Retired U.S. Navy Captain Chuck Nash says radical groups like the Islamic State of Iraq and Syria (ISIS) can never be completely eradicated and any meaningful degrading of the terrorist army will only come with competent ground forces working in tandem with powerful airstrikes like we saw Monday night.
Nonetheless, Nash is impressed by the performance of U.S. forces this week in the first airstrikes conducted in Syria and is pleased to see Arab allies, particularly Sunnis, joining the fight.
Late Monday, the Pentagon confirmed that the U.S. was carrying out the first wave of airstrikes inside Syria. War planes with precision-guided munitions and multiple U.S. Navy vessels firing a variety of missiles took part, with varying levels of assistance from Saudi Arabia, Jordan, Qatar and the United Arab Emirates.
By all accounts, the strikes were on target and avoided civilian casualties. However, Nash says Americans should have no illusions about what our military efforts can and cannot accomplish in taking the fight to ISIS.
“It will never be destroyed. The violent element is in the DNA of Islam. It’s in their documents. Moderates and radicals read the same documents and draw their inspiration from the same religious texts. It will never disappear. It can only be degraded,” said Nash, who is also a military analyst for the Fox News Channel.
According to Nash, air power can be very effective, but it has the greatest impact when accompanied by competent ground forces that can take the fight to the enemy’s ground forces. He says the U.S. learned that the hard way in the NATO campaign against Serbia in the late 1990s. In that campaign, without guidance from the ground, U.S. pilots were very focused on striking Serbian tanks, only to discover they were decoys.
“Unless you have a ground force to oppose a ground force, there’s no reason for that other ground force to coalesce into a defensive position and become dense enough to become a lucrative air target,” said Nash.
Finding effective ground troops in this campaign could prove difficult. U.S. officials say it will take up to a year to get moderate Syrian rebels prepared to fight ISIS. Iraqi forces continue to prove they are not up to the task. This past Sunday, ISIS militants successfully smuggled explosive-laden humvees onto an Iraqi base in Anbar Province. Once detonated, up to 500 Iraqi soldiers were lost.
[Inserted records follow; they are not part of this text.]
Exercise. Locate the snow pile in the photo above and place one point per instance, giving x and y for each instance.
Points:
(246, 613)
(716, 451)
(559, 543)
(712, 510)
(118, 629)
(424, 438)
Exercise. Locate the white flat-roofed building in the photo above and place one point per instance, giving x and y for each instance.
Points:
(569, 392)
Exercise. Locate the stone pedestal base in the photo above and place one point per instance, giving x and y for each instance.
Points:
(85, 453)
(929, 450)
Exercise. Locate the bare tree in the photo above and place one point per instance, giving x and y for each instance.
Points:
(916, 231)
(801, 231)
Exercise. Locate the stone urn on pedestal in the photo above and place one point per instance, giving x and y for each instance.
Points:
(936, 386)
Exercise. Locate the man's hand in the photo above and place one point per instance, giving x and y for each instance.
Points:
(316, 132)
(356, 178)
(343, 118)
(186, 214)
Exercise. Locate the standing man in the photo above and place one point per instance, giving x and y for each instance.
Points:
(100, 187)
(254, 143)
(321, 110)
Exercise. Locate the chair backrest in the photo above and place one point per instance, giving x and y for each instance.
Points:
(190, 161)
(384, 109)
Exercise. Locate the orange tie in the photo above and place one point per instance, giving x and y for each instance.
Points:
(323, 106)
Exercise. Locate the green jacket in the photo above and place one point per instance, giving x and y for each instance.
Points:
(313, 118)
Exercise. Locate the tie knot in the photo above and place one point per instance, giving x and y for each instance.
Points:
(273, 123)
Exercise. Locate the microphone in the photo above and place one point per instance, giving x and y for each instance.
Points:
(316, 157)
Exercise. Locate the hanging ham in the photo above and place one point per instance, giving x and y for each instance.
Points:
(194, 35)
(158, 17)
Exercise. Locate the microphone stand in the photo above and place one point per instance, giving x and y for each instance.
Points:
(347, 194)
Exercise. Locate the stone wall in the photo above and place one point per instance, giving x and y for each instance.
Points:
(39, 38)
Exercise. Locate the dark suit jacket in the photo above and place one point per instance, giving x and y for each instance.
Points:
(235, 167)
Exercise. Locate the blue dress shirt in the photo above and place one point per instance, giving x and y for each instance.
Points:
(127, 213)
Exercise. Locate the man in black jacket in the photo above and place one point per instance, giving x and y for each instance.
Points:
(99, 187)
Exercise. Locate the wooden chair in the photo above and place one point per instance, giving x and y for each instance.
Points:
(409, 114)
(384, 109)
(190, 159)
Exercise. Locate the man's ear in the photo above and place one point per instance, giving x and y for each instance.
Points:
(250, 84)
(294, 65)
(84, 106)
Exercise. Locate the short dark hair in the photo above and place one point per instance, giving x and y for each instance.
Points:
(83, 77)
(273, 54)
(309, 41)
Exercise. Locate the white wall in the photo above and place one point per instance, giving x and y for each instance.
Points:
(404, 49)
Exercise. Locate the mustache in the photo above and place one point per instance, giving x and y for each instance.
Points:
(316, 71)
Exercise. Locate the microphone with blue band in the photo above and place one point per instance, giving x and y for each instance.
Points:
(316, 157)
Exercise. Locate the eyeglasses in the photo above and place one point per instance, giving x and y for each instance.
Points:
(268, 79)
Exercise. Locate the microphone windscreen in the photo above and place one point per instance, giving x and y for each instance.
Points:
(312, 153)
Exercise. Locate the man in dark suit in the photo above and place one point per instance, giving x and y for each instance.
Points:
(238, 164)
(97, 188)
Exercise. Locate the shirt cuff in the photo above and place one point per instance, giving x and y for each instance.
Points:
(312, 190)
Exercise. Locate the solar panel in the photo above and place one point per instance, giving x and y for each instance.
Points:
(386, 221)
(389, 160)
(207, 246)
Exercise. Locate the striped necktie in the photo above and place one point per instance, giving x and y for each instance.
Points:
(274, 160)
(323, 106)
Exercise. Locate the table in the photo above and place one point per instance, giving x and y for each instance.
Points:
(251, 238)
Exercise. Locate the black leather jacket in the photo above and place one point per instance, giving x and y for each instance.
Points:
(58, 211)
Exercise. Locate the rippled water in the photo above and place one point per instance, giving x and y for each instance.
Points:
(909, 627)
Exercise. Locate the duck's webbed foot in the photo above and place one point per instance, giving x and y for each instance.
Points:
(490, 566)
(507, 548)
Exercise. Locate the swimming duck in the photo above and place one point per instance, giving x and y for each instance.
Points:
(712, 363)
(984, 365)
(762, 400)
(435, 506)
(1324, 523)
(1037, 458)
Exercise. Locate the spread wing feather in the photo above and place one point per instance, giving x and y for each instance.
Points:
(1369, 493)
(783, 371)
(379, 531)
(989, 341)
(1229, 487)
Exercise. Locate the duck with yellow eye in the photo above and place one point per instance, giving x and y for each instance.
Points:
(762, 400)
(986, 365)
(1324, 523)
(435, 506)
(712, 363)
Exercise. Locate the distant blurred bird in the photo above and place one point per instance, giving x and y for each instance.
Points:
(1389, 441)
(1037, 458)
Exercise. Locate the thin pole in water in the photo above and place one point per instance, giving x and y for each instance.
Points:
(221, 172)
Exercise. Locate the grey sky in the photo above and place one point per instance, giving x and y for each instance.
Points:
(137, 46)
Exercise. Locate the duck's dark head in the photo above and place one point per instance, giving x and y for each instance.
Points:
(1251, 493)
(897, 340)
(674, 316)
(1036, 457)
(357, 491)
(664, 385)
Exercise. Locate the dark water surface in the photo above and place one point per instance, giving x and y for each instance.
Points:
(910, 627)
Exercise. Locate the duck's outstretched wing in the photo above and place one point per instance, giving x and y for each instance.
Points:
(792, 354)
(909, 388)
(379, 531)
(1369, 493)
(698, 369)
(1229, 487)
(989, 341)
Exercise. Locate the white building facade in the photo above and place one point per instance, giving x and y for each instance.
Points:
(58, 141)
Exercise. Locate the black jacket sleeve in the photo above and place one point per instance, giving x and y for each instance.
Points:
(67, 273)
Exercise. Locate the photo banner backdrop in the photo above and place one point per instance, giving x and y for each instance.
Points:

Nash says the Iraqis will need to shape up in a hurry if they are to be used effectively against ISIS.
“They’re going to have to get competent leadership at the officer level. They do have some good troops in the commando units, the special forces units that we’ve trained. Those guys are good but there just aren’t enough of them. The regular army infantry that the Iraqi forces have are not properly led, not properly equipped. The events of last Sunday showed that,” said Nash.
Even if the Iraqi military improved drastically in the coming months, Nash sees little alternative but to have U.S. personnel at the front to coordinate the air campaign.
“There have to be boots on the ground at some point that are working on the same goals as we are. I’m not saying they have to be U.S. boots necessarily. We’re either going to have Title 10, some people in uniform who are used to working with U.S. aircraft, or Title 50 where they are chopped from the military to another agency where they’re on the ground,” said Nash.
“But call them Americans on the ground. Sooner or later, there are going to be Americans on the ground. Otherwise, we’re just going to be chasing ghosts,” said Nash.
Nash also sees a couple of significant positive developments in the wake of last night’s bombings, especially the involvement of five Arab nations in the mission: Jordan, Saudi Arabia, Qatar, Bahrain and the United Arab Emirates. An even more ‘critical step,’ he says, is that Sunnis in the region are ready to confront other Sunnis.
“The critical step is admitting and going out to defend, in their own populations, the fact that these Sunni countries are in combat against a Sunni unit in this ISIS group. They’re taking on the risk of having internal problems, internal terrorist acts or demonstrations in their own countries,” said Nash.
While Monday’s strikes are just the beginning of a campaign the U.S. admits will take years, Nash also reminds Americans to marvel at just how good our military is at what it does.
“We make this look really easy. It’s not. There’s a lot of skill, a lot of practice. The experience of war over time has educated the people who are flying the airplanes and planning the missions. It makes it look easy but it’s fairly complicated,” he said.
How complicated is it?
“The big thing is getting everything to work as it’s supposed to work. You plan on it to work and then you come up with back-ups if things go wrong, if the weather intervenes, if this group is running late because they got off late. How late can you get off and still make the mission? What are the fall back positions? Is everybody communicating or is somebody in a ducting layer, where you can’t hear them?” said Nash.
“There are all kinds of things that can happen in the environment and in human performance that can really throw a monkey wrench into things. So when things go smoothly, everybody says, ‘Well, that’s the way it’s supposed to work.’ But it’s hard to pull off,” he said.